Abstract

Ballistic impacts are a primary risk in both civil and military defence applications, where successfully predicting the dynamic response of a material or structure to impact crucial to the design of safe and fit-for-purpose protective structures. This study proposes a conditional Generative Adversarial Network (cGAN) architecture that can learn directly from available ballistic data and can be conditioned on additional information, such as class labels, to govern its output. A single Multi-Layer Perceptron (MLP) cGAN architecture is trained on a multi-class ballistic training set consisting of 10 classes labelled 0−9 where each class refers to a ballistic curve with a different ballistic limit velocity, vbl. A total of 5 models are trained on datasets consisting of 5, 10, 15, 20 and 25 samples within each class. For integer class labels 0−9, all cGAN models successfully predict the vbl with a maximum error of 4.12%. Additionally, for non-integer class labels between 0−9 the vbl predictions are similar despite not explicitly appearing in the training set.
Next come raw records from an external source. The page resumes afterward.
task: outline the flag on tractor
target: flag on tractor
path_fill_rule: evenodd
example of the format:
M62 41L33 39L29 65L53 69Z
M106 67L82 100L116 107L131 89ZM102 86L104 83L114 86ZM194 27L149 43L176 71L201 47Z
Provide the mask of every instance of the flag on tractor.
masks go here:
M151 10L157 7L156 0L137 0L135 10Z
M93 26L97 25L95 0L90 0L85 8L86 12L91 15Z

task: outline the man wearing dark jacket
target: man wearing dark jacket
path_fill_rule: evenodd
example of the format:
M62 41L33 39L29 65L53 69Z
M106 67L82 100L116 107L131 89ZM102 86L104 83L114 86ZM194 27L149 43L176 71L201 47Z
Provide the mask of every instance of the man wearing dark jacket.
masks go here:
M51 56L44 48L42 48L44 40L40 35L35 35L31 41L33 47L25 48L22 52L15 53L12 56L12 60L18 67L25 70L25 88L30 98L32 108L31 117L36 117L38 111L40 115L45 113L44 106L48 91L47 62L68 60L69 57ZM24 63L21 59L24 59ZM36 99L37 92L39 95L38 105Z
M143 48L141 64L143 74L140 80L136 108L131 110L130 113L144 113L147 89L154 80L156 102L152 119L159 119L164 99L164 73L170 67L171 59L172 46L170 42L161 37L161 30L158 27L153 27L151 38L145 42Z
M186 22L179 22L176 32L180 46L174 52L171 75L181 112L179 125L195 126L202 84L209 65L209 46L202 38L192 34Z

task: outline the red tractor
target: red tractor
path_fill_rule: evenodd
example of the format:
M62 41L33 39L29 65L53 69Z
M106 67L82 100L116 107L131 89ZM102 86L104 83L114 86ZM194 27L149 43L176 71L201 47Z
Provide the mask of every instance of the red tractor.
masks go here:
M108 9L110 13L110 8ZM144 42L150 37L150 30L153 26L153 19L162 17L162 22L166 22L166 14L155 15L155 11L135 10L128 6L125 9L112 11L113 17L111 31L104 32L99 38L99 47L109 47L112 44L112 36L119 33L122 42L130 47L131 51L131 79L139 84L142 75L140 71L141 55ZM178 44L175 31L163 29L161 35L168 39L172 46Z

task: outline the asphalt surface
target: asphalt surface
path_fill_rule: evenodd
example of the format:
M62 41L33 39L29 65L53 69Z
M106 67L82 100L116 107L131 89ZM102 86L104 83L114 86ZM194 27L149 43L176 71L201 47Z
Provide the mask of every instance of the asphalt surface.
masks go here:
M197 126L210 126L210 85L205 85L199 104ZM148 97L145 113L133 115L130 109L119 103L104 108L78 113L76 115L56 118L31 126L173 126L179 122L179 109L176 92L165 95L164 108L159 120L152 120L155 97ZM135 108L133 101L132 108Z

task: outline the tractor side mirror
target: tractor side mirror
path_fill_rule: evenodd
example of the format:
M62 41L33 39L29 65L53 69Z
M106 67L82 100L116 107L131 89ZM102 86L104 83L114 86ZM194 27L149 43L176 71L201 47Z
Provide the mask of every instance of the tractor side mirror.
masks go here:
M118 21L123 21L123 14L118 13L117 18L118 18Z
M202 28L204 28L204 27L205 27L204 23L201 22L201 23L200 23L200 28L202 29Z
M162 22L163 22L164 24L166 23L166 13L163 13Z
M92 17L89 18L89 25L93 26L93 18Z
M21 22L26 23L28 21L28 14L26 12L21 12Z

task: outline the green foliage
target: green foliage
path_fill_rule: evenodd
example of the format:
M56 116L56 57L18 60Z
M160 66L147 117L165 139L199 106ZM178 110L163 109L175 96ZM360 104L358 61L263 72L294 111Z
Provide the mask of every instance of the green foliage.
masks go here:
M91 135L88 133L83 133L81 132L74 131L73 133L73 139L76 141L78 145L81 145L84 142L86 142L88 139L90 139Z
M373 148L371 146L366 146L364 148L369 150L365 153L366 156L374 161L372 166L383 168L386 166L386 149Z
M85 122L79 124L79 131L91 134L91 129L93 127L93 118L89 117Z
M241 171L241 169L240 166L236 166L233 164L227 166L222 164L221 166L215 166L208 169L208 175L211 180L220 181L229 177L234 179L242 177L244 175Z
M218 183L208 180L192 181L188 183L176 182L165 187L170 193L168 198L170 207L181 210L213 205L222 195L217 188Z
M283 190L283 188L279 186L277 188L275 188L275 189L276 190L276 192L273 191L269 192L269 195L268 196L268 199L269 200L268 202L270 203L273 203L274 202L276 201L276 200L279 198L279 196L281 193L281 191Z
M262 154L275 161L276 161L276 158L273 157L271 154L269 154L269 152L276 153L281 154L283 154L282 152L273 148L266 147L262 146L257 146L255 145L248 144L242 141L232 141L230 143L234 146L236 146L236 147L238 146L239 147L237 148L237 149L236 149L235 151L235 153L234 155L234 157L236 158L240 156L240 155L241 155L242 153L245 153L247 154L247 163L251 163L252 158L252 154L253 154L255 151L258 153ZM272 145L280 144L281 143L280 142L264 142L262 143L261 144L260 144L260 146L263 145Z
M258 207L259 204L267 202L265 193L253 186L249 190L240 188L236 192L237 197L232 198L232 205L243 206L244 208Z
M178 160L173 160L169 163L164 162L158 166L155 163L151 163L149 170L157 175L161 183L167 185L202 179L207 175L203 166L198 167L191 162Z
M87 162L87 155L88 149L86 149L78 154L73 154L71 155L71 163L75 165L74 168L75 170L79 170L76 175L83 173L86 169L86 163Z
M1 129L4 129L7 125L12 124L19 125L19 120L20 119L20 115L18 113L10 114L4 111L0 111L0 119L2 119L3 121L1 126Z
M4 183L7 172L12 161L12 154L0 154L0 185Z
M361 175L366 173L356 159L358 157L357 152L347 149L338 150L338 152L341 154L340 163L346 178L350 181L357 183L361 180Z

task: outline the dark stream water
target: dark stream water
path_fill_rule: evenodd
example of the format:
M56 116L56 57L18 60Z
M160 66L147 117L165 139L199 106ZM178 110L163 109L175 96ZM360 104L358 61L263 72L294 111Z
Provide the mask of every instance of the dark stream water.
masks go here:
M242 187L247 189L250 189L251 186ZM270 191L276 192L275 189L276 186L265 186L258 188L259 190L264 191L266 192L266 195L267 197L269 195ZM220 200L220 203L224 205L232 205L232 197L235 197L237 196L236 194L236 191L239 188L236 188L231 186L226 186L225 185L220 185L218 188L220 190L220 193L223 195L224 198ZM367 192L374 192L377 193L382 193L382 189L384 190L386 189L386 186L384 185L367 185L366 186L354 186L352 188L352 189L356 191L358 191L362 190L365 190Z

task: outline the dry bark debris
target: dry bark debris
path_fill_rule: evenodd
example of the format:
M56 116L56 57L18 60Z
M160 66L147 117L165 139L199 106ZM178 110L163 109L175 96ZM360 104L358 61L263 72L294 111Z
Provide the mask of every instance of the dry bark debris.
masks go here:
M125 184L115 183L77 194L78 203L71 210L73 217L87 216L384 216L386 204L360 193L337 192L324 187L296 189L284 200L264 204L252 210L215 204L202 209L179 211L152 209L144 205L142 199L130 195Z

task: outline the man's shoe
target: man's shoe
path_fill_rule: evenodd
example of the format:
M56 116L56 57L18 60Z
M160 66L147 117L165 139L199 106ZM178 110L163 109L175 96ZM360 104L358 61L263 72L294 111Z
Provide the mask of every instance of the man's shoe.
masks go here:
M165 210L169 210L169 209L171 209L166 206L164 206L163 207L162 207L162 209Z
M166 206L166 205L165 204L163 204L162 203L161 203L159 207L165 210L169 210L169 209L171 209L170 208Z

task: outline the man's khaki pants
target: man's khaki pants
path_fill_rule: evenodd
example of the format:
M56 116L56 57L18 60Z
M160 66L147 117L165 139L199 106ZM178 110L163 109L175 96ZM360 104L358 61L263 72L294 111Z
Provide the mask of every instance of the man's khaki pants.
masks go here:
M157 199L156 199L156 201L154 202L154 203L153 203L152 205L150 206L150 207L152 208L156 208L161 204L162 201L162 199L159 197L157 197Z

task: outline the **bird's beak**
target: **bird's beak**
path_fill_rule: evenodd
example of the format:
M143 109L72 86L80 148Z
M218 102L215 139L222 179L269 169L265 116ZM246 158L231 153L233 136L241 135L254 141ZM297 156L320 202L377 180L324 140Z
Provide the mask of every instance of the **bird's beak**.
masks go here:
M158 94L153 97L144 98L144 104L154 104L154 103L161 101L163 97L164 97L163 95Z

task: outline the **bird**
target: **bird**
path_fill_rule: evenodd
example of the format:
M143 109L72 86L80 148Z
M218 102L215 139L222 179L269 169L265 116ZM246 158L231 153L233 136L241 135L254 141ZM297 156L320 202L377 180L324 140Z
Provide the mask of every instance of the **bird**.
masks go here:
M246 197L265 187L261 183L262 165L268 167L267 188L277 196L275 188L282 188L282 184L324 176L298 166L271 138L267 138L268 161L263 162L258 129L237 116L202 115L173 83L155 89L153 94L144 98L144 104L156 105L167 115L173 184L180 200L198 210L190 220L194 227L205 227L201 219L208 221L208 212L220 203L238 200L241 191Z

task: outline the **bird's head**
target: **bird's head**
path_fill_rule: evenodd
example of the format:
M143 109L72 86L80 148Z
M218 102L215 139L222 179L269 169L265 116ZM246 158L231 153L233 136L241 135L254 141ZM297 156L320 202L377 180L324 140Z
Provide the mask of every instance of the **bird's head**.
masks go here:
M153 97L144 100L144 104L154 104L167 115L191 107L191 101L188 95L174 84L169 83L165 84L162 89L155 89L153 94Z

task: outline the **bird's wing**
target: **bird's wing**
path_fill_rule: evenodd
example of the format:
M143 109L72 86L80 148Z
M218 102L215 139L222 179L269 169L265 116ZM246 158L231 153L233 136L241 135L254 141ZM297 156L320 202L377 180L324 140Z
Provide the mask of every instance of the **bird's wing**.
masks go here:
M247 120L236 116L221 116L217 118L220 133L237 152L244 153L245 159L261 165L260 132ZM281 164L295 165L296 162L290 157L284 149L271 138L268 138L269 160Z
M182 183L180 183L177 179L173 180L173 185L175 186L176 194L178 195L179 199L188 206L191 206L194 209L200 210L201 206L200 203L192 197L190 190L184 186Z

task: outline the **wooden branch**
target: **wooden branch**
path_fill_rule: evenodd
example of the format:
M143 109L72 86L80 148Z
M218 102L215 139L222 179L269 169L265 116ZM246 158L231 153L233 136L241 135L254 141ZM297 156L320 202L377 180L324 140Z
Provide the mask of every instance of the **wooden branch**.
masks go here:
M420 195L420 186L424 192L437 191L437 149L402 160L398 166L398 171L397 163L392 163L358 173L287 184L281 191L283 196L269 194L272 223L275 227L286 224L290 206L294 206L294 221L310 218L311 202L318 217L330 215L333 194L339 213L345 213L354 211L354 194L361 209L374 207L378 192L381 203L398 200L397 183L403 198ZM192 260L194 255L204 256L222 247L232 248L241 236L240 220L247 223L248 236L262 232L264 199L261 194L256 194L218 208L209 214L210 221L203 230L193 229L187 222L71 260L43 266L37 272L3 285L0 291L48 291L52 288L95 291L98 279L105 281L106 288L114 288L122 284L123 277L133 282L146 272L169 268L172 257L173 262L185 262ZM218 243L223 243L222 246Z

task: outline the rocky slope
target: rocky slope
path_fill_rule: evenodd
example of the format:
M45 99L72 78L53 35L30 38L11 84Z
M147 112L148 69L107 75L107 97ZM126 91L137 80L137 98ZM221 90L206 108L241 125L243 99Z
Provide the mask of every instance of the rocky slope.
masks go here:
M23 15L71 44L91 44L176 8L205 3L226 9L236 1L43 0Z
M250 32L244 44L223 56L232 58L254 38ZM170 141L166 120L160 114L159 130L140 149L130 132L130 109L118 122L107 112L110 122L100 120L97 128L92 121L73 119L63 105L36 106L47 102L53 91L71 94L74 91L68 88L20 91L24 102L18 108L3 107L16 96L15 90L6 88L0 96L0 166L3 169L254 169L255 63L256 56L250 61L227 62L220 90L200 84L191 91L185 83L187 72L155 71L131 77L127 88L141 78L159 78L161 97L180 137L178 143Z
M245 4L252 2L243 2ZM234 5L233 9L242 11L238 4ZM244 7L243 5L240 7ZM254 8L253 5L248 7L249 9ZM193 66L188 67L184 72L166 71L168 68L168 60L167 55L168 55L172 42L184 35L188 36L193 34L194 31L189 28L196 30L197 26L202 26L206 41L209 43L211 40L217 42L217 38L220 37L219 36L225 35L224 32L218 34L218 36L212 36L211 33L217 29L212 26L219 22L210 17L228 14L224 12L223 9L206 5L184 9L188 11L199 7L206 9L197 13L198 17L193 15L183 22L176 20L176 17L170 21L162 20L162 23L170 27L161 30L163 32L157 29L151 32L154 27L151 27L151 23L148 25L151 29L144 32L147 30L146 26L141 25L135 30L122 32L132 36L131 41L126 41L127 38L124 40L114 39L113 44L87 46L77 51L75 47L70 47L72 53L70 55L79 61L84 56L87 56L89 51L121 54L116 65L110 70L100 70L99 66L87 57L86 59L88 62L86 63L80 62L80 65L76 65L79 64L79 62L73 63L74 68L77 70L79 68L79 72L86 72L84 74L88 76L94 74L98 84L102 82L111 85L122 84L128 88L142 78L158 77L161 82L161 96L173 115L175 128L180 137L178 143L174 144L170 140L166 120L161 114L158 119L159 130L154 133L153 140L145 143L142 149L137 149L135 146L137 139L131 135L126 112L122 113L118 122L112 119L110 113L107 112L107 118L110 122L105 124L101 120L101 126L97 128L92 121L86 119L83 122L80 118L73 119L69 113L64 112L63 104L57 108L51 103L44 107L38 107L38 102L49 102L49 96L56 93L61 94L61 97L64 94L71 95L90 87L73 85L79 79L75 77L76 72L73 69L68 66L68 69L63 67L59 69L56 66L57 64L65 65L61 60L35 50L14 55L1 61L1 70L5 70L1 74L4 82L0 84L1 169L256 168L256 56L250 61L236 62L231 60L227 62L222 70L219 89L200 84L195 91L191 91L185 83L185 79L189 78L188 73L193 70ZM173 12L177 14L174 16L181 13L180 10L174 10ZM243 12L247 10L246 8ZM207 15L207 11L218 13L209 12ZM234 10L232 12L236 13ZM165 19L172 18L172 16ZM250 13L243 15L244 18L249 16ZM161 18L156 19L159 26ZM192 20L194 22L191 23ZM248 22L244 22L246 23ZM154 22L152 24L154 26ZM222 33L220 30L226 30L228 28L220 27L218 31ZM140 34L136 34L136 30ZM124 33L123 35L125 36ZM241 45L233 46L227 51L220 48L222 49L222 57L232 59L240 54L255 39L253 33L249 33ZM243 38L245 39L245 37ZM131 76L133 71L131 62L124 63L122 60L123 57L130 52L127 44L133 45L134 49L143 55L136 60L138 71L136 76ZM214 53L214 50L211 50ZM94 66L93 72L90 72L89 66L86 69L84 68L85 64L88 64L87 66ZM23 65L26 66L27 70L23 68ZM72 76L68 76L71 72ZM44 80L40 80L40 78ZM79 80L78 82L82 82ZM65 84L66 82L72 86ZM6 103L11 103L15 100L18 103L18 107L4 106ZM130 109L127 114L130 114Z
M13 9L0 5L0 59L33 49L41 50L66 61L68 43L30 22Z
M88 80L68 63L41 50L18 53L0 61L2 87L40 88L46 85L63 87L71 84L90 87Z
Moreover, each cGAN model is challenged to generate new samples for class labels that exist beyond the scope of the training set for class labels between 9−20. Four of the models predict the vbl with an error of less than 1.5% in all cases. This study showcases how a cGAN model can learn directly from a multi-class ballistic dataset and generate additional samples representative of that data for classes that do not appear explicitly in the training set.